You’ve probably heard the saying that no two snowflakes are alike. Is that actually true??? Well, yes, mostly. There are physical rules that limit how snowflakes can form. Scientists have identified common categories of snowflakes, so in that sense, the number of possible basic structures is limited.

However, the exact path a snowflake takes through a cloud is incredibly complex. Tiny differences in temperature and humidity at each moment of growth affect how water molecules attach to the crystal. Because a snowflake experiences millions of microscopic changes during its formation, the final result is extraordinarily unlikely to be duplicated exactly.

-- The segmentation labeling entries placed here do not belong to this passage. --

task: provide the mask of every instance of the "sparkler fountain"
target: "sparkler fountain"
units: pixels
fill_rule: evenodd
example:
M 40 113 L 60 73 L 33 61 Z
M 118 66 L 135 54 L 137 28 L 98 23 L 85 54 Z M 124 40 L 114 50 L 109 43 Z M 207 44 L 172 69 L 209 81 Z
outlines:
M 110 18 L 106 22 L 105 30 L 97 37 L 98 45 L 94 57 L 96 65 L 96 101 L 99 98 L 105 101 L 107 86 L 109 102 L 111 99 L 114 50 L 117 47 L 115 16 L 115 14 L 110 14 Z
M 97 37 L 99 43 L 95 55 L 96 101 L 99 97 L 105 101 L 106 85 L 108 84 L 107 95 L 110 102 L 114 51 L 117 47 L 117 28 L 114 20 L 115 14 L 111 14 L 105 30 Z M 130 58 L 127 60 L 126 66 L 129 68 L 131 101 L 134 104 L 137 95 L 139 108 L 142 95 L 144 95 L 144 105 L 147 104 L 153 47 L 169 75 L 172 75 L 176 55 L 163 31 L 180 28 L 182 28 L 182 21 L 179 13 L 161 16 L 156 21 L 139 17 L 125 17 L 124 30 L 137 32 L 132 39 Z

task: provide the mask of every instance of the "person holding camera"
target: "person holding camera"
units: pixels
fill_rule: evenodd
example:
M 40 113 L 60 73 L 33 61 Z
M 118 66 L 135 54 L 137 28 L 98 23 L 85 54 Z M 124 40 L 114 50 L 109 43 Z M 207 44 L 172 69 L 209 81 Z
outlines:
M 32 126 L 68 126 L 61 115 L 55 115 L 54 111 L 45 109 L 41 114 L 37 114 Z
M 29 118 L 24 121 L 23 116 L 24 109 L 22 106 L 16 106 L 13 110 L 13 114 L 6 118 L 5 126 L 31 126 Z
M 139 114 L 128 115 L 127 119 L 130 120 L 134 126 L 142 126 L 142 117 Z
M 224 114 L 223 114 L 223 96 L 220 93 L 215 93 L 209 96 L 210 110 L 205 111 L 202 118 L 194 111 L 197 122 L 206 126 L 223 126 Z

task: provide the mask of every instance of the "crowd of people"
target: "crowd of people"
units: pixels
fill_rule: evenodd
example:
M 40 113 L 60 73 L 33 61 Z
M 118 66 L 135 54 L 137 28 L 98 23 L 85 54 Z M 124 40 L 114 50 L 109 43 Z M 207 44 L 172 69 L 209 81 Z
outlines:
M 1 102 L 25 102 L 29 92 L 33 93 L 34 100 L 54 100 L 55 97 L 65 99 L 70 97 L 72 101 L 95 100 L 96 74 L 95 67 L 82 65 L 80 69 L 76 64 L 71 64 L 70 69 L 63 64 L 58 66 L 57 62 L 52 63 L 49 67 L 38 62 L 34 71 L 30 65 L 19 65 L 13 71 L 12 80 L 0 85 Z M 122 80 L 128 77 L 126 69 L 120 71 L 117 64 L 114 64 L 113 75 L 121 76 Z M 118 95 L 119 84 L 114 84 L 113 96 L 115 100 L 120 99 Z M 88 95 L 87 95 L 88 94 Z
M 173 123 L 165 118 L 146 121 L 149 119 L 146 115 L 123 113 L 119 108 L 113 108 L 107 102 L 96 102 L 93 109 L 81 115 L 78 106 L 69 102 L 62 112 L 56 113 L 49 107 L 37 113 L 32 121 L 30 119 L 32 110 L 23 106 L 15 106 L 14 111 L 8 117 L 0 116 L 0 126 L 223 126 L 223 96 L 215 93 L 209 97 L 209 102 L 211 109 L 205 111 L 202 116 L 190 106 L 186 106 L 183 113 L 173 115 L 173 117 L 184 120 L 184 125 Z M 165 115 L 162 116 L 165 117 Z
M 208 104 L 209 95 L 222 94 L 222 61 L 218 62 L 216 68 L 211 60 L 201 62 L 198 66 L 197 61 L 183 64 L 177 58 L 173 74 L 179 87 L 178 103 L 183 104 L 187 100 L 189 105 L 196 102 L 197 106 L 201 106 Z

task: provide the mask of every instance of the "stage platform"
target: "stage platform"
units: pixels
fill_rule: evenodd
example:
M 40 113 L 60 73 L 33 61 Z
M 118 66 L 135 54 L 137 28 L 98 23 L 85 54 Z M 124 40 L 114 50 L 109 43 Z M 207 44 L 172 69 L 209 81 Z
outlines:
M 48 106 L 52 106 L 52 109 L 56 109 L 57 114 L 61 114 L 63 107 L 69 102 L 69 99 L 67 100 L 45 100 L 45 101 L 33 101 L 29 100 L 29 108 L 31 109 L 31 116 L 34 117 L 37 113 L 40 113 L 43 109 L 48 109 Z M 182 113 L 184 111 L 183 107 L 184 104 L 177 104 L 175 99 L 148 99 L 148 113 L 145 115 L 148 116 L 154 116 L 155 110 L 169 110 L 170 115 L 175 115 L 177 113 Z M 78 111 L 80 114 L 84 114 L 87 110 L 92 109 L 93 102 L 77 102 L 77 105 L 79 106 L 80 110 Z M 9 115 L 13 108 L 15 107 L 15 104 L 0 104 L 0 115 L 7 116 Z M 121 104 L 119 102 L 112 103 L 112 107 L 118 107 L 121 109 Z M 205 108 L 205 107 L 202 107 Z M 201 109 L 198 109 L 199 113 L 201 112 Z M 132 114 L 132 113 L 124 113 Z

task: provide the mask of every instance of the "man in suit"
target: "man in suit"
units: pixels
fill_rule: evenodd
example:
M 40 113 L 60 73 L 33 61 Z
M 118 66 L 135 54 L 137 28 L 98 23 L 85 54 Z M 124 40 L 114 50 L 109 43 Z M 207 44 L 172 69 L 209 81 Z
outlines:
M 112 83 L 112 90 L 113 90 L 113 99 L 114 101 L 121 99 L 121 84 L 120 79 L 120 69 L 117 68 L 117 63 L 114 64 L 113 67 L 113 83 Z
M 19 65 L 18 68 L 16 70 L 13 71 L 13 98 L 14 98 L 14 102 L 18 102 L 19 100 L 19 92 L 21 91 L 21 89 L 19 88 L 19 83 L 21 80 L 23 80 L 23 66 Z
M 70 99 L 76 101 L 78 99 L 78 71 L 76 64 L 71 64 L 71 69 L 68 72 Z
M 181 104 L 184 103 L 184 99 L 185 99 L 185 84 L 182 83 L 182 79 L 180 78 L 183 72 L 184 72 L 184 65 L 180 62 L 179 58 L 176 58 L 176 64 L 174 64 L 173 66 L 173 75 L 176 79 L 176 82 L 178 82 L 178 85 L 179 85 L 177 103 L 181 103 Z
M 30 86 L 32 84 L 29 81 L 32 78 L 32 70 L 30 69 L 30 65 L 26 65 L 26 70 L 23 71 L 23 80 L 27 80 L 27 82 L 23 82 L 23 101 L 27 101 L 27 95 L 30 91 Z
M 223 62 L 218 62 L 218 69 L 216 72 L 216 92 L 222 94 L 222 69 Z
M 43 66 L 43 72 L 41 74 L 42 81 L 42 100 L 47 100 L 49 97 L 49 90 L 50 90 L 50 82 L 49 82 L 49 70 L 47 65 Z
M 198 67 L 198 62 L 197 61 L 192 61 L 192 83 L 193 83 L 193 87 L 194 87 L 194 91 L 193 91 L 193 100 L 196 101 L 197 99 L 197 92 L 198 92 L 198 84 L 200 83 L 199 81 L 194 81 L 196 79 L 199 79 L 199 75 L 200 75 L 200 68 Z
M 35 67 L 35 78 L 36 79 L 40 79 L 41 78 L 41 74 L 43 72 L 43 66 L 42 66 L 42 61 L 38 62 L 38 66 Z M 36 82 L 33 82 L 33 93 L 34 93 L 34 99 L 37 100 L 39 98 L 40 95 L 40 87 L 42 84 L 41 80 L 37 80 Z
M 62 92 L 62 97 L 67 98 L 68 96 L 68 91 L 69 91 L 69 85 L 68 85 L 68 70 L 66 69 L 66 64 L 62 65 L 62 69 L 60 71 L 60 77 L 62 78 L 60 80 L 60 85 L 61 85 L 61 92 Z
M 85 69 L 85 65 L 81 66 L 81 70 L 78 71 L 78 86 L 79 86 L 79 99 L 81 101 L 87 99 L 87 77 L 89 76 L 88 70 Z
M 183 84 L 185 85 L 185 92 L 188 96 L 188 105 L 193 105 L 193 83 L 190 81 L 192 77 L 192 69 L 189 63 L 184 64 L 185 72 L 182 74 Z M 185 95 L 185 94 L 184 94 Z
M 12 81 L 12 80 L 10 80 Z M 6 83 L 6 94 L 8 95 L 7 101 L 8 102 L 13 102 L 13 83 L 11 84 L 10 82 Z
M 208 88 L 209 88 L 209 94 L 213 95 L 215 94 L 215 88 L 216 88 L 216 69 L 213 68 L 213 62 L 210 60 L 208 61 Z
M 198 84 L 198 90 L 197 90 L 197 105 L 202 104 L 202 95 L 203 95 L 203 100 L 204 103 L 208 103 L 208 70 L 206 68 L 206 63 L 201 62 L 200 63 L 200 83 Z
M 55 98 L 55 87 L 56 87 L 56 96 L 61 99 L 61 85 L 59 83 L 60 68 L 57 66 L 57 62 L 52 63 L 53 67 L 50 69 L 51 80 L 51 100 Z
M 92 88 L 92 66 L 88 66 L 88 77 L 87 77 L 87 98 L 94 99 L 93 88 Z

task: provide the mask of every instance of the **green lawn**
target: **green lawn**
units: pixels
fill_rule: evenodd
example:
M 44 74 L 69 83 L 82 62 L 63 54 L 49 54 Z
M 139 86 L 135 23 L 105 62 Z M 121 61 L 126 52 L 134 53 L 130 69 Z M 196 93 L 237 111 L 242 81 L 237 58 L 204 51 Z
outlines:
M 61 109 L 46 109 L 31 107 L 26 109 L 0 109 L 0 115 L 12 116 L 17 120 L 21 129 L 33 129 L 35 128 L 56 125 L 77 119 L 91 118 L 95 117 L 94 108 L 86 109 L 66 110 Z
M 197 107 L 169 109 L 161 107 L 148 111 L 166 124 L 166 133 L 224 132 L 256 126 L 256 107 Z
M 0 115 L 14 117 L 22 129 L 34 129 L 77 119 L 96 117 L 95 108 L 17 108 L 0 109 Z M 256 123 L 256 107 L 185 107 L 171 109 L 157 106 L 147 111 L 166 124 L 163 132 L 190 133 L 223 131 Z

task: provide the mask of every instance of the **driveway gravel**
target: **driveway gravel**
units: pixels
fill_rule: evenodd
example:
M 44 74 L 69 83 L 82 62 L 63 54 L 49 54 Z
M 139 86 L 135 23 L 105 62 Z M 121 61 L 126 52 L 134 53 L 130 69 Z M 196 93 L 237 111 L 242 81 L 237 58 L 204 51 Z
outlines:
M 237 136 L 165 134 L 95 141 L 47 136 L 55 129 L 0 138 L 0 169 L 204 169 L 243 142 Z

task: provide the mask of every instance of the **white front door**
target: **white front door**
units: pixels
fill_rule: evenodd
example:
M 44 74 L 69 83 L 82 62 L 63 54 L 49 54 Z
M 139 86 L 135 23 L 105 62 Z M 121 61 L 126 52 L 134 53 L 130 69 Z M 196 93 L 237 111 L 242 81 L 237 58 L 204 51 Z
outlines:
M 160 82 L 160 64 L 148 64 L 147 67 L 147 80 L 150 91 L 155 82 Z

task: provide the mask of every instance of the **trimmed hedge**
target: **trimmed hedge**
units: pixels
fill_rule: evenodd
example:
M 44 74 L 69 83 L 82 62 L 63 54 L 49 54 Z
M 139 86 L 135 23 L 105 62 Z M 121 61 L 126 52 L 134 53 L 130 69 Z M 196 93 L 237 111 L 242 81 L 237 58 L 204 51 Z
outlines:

So while snowflakes aren’t infinite in theory, in practice, the chances of two being perfectly identical are vanishingly small, especially at the level of detail visible under a microscope.

Why Is Snow White?

Snow is made of clear ice, so why doesn’t it look transparent? The answer lies in light scattering. Individual ice crystals are clear, but snow on the ground is made of millions of tiny crystals with air trapped between them. When sunlight hits snow, it enters the ice, bounces around between crystal surfaces, and reflects back out in all directions. Because all colors of visible light are reflected equally, our eyes perceive the result as white. This same light-scattering effect also explains why different forms of ice and snow can look so different in color. A solid ice cube appears clear because light can pass straight through it with very little scattering. Packed or dirty snow, on the other hand, looks gray because the light is absorbed or blocked by impurities and fewer wavelengths are reflected back to our eyes. Deep snow can even appear blue, especially in snowbanks or glaciers, because light traveling through thick layers of ice loses more of the slow moving red wavelengths, allowing the blue light to dominate

Beyond snowflakes themselves, snow offers countless opportunities to explore fascinating science concepts in meaningful, hands-on ways. Comparing snow, ice, and sleet helps children understand how different temperature layers in the atmosphere affect precipitation. Fresh snow also changes how sound travels by trapping air between ice crystals, which is why snowy landscapes often feel quiet and hushed. Even though it forms in cold conditions, snow acts as a natural insulator, protecting plants and animals underneath by keeping temperatures more stable. In some places, snow can even appear pink, red, or yellow due to cold-loving algae or by dust and pollution carried long distances through the atmosphere.

All of these phenomena make snow a perfect science topic for kids. It connects abstract ideas like molecular structure, energy transfer, and light behavior to something children can see, touch, and experience firsthand. Snow invites careful observation, pattern recognition, and curiosity-driven questions while naturally supporting cross-disciplinary learning in chemistry, physics, and Earth science. For parents and educators, snow is a powerful reminder that science doesn’t always require a lab or special equipment, sometimes, it’s falling quietly right outside your door.